Host localCluster.bpi-iot-ros-ai
  HostName 192.168.0.198
Host localCluster.raspberry-pi-1
  HostName 192.168.0.144
Host localCluster.raspberry-pi-2
  HostName 192.168.0.154
Host localCluster.raspberry-pi-3
  HostName 192.168.0.153
Host localCluster.raspberry-pi-4
  HostName 192.168.0.117
Host localCluster.raspberry-pi-6
  HostName 192.168.0.131
 and I have bash completion set-up for it:
#=====================================================================
#                       LAN SSH Autocomplete
#=====================================================================

_complete_lssh_hosts()
{
    COMPREPLY=()
    cur="${COMP_WORDS[COMP_CWORD]}"
    comp_lssh_hosts=`cat ~/lan/ssh_config| \
        grep "^Host " | \
        awk '{print $2}' | grep -v "\*"
        `
    COMPREPLY=( $(compgen -W "${comp_lssh_hosts}" -- $cur) )
    return 0
}
complete -F _complete_lssh_hosts lssh
So - when I type lssh <tab> it starts off with localCluster. I can then hit <r><tab> for raspberry-pi and it fills in the rest, then just pick which one I want.
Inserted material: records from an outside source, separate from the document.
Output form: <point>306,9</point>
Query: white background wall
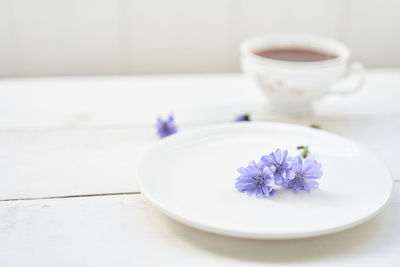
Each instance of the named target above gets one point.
<point>95,37</point>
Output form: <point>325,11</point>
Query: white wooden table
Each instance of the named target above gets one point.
<point>68,149</point>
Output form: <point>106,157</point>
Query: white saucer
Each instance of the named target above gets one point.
<point>190,176</point>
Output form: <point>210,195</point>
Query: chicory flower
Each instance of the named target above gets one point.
<point>255,179</point>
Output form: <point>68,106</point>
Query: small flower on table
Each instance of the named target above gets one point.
<point>303,174</point>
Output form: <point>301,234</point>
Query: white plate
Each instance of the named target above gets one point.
<point>191,177</point>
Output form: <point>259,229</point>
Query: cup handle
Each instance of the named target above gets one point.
<point>355,76</point>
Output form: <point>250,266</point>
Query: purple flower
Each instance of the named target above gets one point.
<point>166,127</point>
<point>243,117</point>
<point>255,179</point>
<point>303,174</point>
<point>279,164</point>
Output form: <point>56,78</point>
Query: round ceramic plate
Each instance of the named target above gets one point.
<point>190,176</point>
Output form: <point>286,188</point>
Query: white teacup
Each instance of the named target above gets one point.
<point>291,87</point>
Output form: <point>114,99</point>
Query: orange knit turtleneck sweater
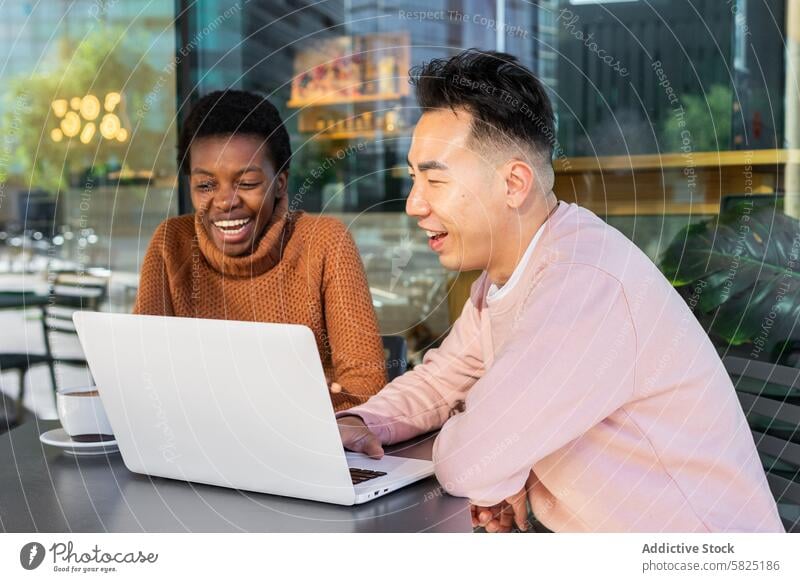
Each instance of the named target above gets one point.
<point>304,270</point>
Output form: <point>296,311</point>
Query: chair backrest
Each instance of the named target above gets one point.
<point>770,397</point>
<point>70,291</point>
<point>395,349</point>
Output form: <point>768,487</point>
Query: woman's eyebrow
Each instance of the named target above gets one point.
<point>249,169</point>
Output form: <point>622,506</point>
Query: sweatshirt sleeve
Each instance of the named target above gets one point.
<point>153,296</point>
<point>568,365</point>
<point>350,321</point>
<point>421,400</point>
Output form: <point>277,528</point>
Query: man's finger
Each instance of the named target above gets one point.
<point>373,447</point>
<point>519,507</point>
<point>506,518</point>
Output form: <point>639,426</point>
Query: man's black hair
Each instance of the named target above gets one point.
<point>230,112</point>
<point>506,100</point>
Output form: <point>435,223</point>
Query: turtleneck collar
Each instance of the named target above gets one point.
<point>267,251</point>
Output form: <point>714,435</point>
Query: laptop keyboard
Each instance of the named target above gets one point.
<point>361,475</point>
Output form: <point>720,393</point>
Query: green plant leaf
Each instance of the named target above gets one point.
<point>743,269</point>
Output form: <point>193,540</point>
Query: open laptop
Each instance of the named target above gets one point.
<point>229,403</point>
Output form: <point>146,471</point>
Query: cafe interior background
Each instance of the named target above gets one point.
<point>677,123</point>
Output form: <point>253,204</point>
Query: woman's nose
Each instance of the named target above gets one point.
<point>227,199</point>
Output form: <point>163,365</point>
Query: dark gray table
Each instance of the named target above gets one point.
<point>45,490</point>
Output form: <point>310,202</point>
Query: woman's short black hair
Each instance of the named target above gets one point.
<point>508,103</point>
<point>232,112</point>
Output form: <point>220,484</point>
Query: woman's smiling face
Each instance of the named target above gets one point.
<point>234,186</point>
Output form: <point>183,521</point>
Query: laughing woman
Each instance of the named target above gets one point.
<point>243,256</point>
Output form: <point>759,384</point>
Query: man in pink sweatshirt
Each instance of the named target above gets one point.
<point>576,379</point>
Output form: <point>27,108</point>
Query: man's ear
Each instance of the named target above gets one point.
<point>520,180</point>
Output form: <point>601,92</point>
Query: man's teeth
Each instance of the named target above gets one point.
<point>232,226</point>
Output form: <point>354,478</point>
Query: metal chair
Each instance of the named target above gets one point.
<point>395,349</point>
<point>70,291</point>
<point>770,397</point>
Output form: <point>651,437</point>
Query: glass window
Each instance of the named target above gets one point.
<point>670,113</point>
<point>87,109</point>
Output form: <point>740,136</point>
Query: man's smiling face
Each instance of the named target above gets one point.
<point>234,185</point>
<point>457,196</point>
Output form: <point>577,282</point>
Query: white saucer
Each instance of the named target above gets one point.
<point>60,439</point>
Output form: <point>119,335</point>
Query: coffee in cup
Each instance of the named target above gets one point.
<point>81,413</point>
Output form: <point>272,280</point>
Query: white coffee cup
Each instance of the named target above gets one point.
<point>81,413</point>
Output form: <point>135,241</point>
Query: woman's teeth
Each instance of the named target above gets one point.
<point>232,226</point>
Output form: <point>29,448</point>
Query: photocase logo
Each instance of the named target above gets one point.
<point>31,555</point>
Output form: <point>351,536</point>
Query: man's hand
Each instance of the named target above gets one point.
<point>501,518</point>
<point>358,438</point>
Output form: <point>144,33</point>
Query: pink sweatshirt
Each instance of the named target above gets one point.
<point>591,380</point>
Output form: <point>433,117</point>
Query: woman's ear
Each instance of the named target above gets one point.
<point>281,184</point>
<point>520,180</point>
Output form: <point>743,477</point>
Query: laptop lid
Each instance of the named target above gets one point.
<point>236,404</point>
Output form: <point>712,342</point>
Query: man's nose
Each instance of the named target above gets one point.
<point>416,205</point>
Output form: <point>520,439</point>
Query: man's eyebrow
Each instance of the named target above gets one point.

I also had to make a script to generate the ssh_config file. This is a little more complicated than it needs to be, but there was a reason I did it this way.

First - I have all the pi stuff in ~/lan/. As you can see above - the IP addresses are in ~/lan/ip_addresses. I put the header of ssh_config in ~/lan and called it ssh_config_preface.txt. It looks like this:
 Host localCluster.*
  User root
  Port 22
  IdentityFile /home/panchod/.ssh/id_rsa-new_pi_net

The script to generate the config that you see above:
$cat set_up_ssh.sh
#! /bin/bash

BASE_DIR=/home/panchod/lan
SSH_FILE=$BASE_DIR/ssh_config
CLUSTER_FILE=$BASE_DIR/cluster

cat /home/panchod/lan/ssh_config_preface.txt > $SSH_FILE

if grep localCluster $CLUSTER_FILE ;
    then
    echo "Cluster exists in $CLUSTER_FILE - replacing it"
    sed -i 's/localCluster.*/localCluster    /g' $CLUSTER_FILE
else
    echo "Cluster doesn't exists creating it"
    echo "localCluster        " >> $CLUSTER_FILE
fi

for i in /home/panchod/lan/ip_addresses/* ; do

    NAME=`basename $i`
    #echo $NAME
    IP=`cat $i`
    #echo $IP

    echo "Host localCluster.$NAME
    HostName $IP" >> $SSH_FILE
     sed -i "s/^localCluster.*$/& $IP/g" $CLUSTER_FILE
done

echo $SSH_FILE
cat $SSH_FILE
echo; echo
echo $CLUSTER_FILE
cat $CLUSTER_FILE

I also use cssh, so I have an alias for that as well: alias lcssh='cssh -c /home/panchod/lan/cluster'.

I should add a test to ensure that the files exist, but this isn't production, and I only wrote them for me, so if they fail - no one to blame but myself.